If we allow t(a, b) to denote not just b constructing a "directly" but also via chains, if that takes less time, then a necessary condition might be if there exists M such that M<=N, and t(i(M), i(1)) > T and i(1) = humans [1].
[1] It is worth noting that a group of humans might be considered more intelligent than a human. Does this mean if i(1) = one human, then a good group of people can be considered i(2)? More generally can the time to make i(n) be reduced by a group consisting of i(a) and i(b) working in concert, where a and b are less than n?
2) Possible Reasons for the "optimism" the OP described:
It is worth noting that the distinction about integers might be incorrect. One could argue that "continuous" improvement is possible, in a sense that makes distinctions like 1.0 and 2.0 meaningless and arbitrary. (If a new version was released every second, then the version number would quickly grow inconveniently large.) While technically a change to a program on a computer might usually be "discrete" one might ask if a) a small change, whether the change of of a neural net weight or a variable in a self modifying program [2], perhaps from 41 to 42, should count as an entirely different program, and b) if computers will always be in the form they are today. We focus on software, but the growth of hardware capability (Moore's Law is usually referenced) has been somewhat important globally, as well as for AI.
Suppose instead of being a process of producing a succession of smarter agents, instead the process was internal for "an agent"[3]. As it improves itself it might be able to learn faster and be smarter. As it becomes smarter/learns more, it might be able to improve itself faster. Some argue for this on the grounds that the incredible intelligent things/groups/etc. we've seen so far "don't optimize their process of optimizing" (all the way up) enabling this kind of growth.
Even if this were true - that recursively self improving AI was powerful and took off fast, the thing about fundamental limits of intelligence might be an unreasonable conclusion. I say, it is probably a pointless one - we care about how powerful AI may be, how fast it may take off, and whether it will be dangerous - and there is no reason to believe AI must achieve the physical limits to be dangerous, to be powerful, and it may improve quickly without getting there soon or ever.
[2] Most programming probably doesn't look like this, or is called something else.
[3] AI might be dangerous or useful in forms other than one big super intelligent agent. There aren't a lot of examples of this, though analogies are sometimes made to the effectiveness/success of teams/groups/corporations today, as opposed to individuals working alone.
3) "Optimism" might not be the best description - not everyone thinks this is (necessarily) a good thing.

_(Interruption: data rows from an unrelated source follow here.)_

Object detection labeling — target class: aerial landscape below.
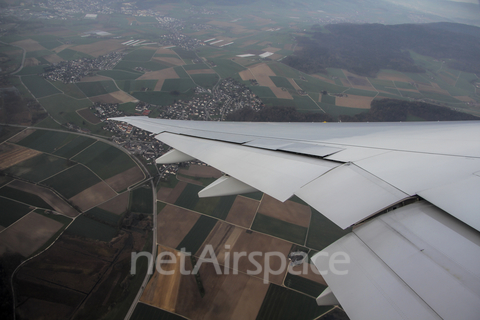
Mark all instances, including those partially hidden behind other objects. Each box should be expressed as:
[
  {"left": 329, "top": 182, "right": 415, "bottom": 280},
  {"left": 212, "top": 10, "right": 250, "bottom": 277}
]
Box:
[{"left": 0, "top": 0, "right": 480, "bottom": 320}]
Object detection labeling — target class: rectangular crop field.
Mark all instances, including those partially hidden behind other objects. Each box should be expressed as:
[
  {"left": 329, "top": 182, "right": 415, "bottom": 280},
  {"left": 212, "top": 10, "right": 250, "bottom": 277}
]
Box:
[
  {"left": 257, "top": 284, "right": 332, "bottom": 320},
  {"left": 77, "top": 80, "right": 118, "bottom": 97},
  {"left": 123, "top": 49, "right": 156, "bottom": 62},
  {"left": 177, "top": 216, "right": 217, "bottom": 254},
  {"left": 252, "top": 213, "right": 307, "bottom": 245},
  {"left": 162, "top": 78, "right": 195, "bottom": 92},
  {"left": 283, "top": 273, "right": 327, "bottom": 298},
  {"left": 72, "top": 141, "right": 135, "bottom": 179},
  {"left": 0, "top": 197, "right": 31, "bottom": 228},
  {"left": 270, "top": 76, "right": 295, "bottom": 90},
  {"left": 54, "top": 136, "right": 96, "bottom": 159},
  {"left": 5, "top": 153, "right": 73, "bottom": 182},
  {"left": 97, "top": 70, "right": 142, "bottom": 80},
  {"left": 66, "top": 215, "right": 117, "bottom": 242},
  {"left": 191, "top": 73, "right": 220, "bottom": 88},
  {"left": 42, "top": 164, "right": 100, "bottom": 199},
  {"left": 0, "top": 187, "right": 53, "bottom": 210},
  {"left": 17, "top": 130, "right": 76, "bottom": 153},
  {"left": 130, "top": 187, "right": 153, "bottom": 214},
  {"left": 130, "top": 303, "right": 185, "bottom": 320},
  {"left": 22, "top": 75, "right": 60, "bottom": 98}
]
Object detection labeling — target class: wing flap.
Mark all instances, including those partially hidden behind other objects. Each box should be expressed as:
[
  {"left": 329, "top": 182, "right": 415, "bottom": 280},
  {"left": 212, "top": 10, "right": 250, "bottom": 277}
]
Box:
[{"left": 156, "top": 132, "right": 338, "bottom": 201}]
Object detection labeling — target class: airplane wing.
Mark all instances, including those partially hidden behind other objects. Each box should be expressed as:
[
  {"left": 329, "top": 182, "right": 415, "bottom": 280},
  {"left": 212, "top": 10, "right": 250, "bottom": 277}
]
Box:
[{"left": 111, "top": 117, "right": 480, "bottom": 319}]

To that end, the title of the post may be slightly misleading.
I'll quote Slate Star Codex; however, this idea is common and I saw it in many places.
(Source: Meditations On Moloch)
So, there is three assumption here:
1) If A designed a machine (lets call it B) which is smarter than itself, B will be able to design a machine which is smarter that itself.
2) B is able to do it quickly.
3) This process, if will be done enough of times, will get to the physical limitations for intelligence.
The first assumption very questionable; If A designed a smarter machine than itself, the new machine will be able to design a smarter machine than A. Maybe, for B, design a smarter machine than itself is much harder than what it was for A (on the one hand, A is less smart and than design a smarter machine is easier; on the other, A is less smart, so it would be harder to him. But its not means that these things are balanced).
The second assumption looks like, unconsciously, "since B is a machine, its doing things quickly." sometimes its true, but sometimes not. there is a lot of missions which takes a lot of time for computer and design machines not seems to be different.
The third assumption is mathematically incorrect. For example, lets look at the next series:
a(n)=arctan(n)
the first machine intelligence is arctan(1). The second is arctan(2), and so on. Since arctan(x) is increasing function, every machine would be smarter than the previous; but every machine's intelligence would be lesser than pi/2, when the physical limitations for intelligence can be, for example, 42.